Sanchez Energy in late September agreed to sell certain pipeline, gathering, and compression assets on the western part of its Catarina asset to affiliate Sanchez Production Partners LP for $345 million (OGJ Online, Sept. 28, 2015). Sanchez Energy said proceeds from that sale would enable the company to pursue asset acquisitions, the acceleration of cost-efficient drilling and completion, and the strategic leasing of additional acreage in its core operational areas.

Targa earlier this year completed its $7.7-billion acquisitions of Atlas Pipeline Partners LP and Atlas Energy LP, which included Eagle Ford assets.

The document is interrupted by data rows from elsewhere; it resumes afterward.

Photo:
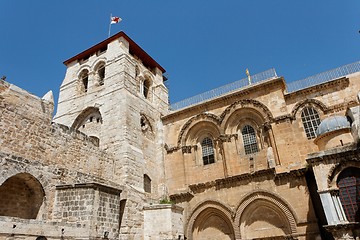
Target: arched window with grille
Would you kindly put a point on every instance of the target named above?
(207, 148)
(146, 88)
(147, 183)
(249, 140)
(101, 73)
(311, 121)
(348, 183)
(84, 78)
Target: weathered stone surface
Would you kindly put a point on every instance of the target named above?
(113, 151)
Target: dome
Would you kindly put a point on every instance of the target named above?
(331, 124)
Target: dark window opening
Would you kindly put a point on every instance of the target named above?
(146, 88)
(101, 73)
(207, 151)
(311, 121)
(147, 184)
(249, 139)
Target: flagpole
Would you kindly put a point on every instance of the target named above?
(110, 24)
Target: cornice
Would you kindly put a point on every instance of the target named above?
(335, 155)
(340, 82)
(234, 181)
(203, 106)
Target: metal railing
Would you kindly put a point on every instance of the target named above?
(324, 77)
(226, 89)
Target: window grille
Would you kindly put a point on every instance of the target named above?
(311, 121)
(147, 183)
(249, 139)
(207, 151)
(101, 73)
(84, 76)
(349, 193)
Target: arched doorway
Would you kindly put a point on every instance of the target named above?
(21, 196)
(263, 219)
(210, 221)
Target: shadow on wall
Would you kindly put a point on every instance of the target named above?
(21, 196)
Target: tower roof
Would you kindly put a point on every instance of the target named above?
(134, 50)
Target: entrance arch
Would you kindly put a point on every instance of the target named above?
(211, 221)
(263, 215)
(21, 196)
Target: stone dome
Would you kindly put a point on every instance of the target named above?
(331, 124)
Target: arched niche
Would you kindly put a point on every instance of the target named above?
(21, 196)
(313, 103)
(210, 221)
(264, 215)
(89, 122)
(243, 116)
(188, 131)
(263, 219)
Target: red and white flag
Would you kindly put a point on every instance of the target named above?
(115, 20)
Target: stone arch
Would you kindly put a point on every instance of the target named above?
(145, 124)
(146, 83)
(83, 76)
(21, 196)
(209, 118)
(86, 113)
(99, 69)
(308, 102)
(337, 169)
(257, 107)
(257, 202)
(210, 217)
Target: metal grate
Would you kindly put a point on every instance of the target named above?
(311, 121)
(249, 139)
(324, 77)
(207, 151)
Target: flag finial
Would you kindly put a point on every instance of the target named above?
(248, 74)
(113, 20)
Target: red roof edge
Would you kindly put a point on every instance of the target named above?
(134, 50)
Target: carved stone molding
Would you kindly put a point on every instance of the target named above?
(248, 103)
(187, 149)
(202, 116)
(226, 137)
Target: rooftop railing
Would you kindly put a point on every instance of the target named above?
(223, 90)
(323, 77)
(269, 74)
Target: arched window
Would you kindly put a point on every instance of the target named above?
(84, 78)
(147, 183)
(207, 148)
(146, 88)
(101, 73)
(349, 193)
(249, 139)
(311, 121)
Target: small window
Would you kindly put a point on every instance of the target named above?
(146, 88)
(349, 193)
(84, 78)
(207, 148)
(311, 121)
(249, 139)
(147, 183)
(101, 74)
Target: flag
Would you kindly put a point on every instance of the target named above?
(115, 20)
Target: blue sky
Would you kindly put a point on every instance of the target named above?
(202, 44)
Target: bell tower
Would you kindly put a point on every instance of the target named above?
(114, 93)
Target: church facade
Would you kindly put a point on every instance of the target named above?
(255, 159)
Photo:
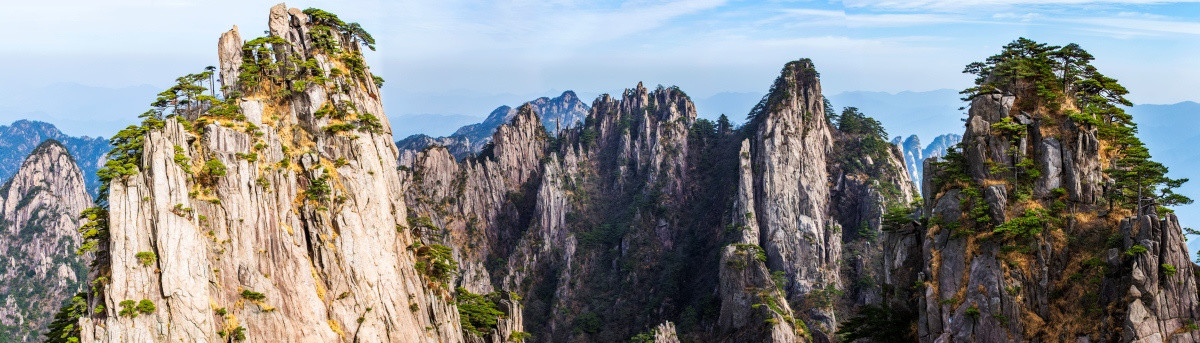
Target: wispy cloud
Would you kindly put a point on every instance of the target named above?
(831, 17)
(960, 5)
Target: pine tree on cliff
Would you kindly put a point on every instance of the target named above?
(1038, 73)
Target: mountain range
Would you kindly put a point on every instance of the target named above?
(281, 208)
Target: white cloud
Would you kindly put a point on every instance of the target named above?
(975, 5)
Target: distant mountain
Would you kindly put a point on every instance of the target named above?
(76, 108)
(18, 139)
(430, 124)
(40, 209)
(733, 104)
(922, 113)
(915, 154)
(559, 113)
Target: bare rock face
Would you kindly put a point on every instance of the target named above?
(39, 222)
(1162, 299)
(790, 150)
(289, 229)
(1018, 246)
(557, 114)
(665, 334)
(745, 282)
(229, 54)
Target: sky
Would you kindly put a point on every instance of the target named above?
(453, 61)
(90, 67)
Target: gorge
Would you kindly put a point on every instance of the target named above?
(265, 200)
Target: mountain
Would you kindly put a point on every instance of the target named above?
(279, 212)
(274, 212)
(430, 124)
(915, 155)
(922, 113)
(559, 113)
(1027, 233)
(40, 209)
(646, 217)
(75, 108)
(733, 104)
(18, 139)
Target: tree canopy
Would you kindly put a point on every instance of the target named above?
(1061, 79)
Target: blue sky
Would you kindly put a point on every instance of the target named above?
(465, 58)
(91, 66)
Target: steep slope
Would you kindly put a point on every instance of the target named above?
(915, 155)
(647, 217)
(1047, 224)
(559, 113)
(18, 139)
(39, 221)
(274, 214)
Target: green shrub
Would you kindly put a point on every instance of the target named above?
(145, 306)
(759, 253)
(1169, 270)
(437, 263)
(478, 313)
(147, 258)
(239, 334)
(1026, 226)
(1135, 250)
(587, 322)
(214, 168)
(879, 324)
(129, 308)
(252, 295)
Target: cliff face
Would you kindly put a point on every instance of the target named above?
(559, 113)
(280, 212)
(281, 221)
(915, 155)
(39, 217)
(1023, 239)
(646, 218)
(17, 140)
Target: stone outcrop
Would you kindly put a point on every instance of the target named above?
(286, 226)
(40, 206)
(557, 114)
(915, 154)
(1018, 246)
(17, 140)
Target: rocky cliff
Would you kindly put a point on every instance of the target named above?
(915, 155)
(17, 140)
(1030, 228)
(646, 216)
(277, 211)
(559, 113)
(39, 217)
(273, 214)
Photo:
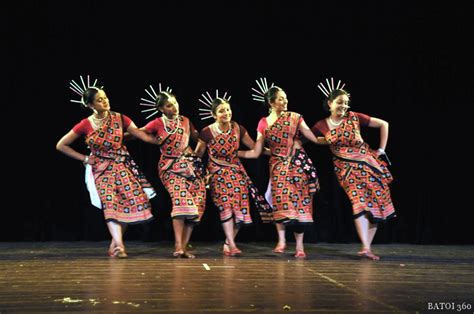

SandRidge to acquire West Texas gathering company

SandRidge Energy Inc., Oklahoma City, has agreed to acquire Pinon Gathering Co. LLC, Houston, from EIG Global Energy Partners for $48 million cash and $78 million of its 8.75% senior secured notes due 2020. The deal is expected to close in the fourth quarter.

Pinon Gathering owns 370 miles of gathering lines supporting natural gas and carbon dioxide production from the company’s Pinon field in West Texas.

As a result of the deal, SandRidge will eliminate minimum volume commitment payments of $40 million/year, forecast to continue until 2021, and additional contractual fees thereafter, as well as secure a strategic asset supporting its West Texas gas production.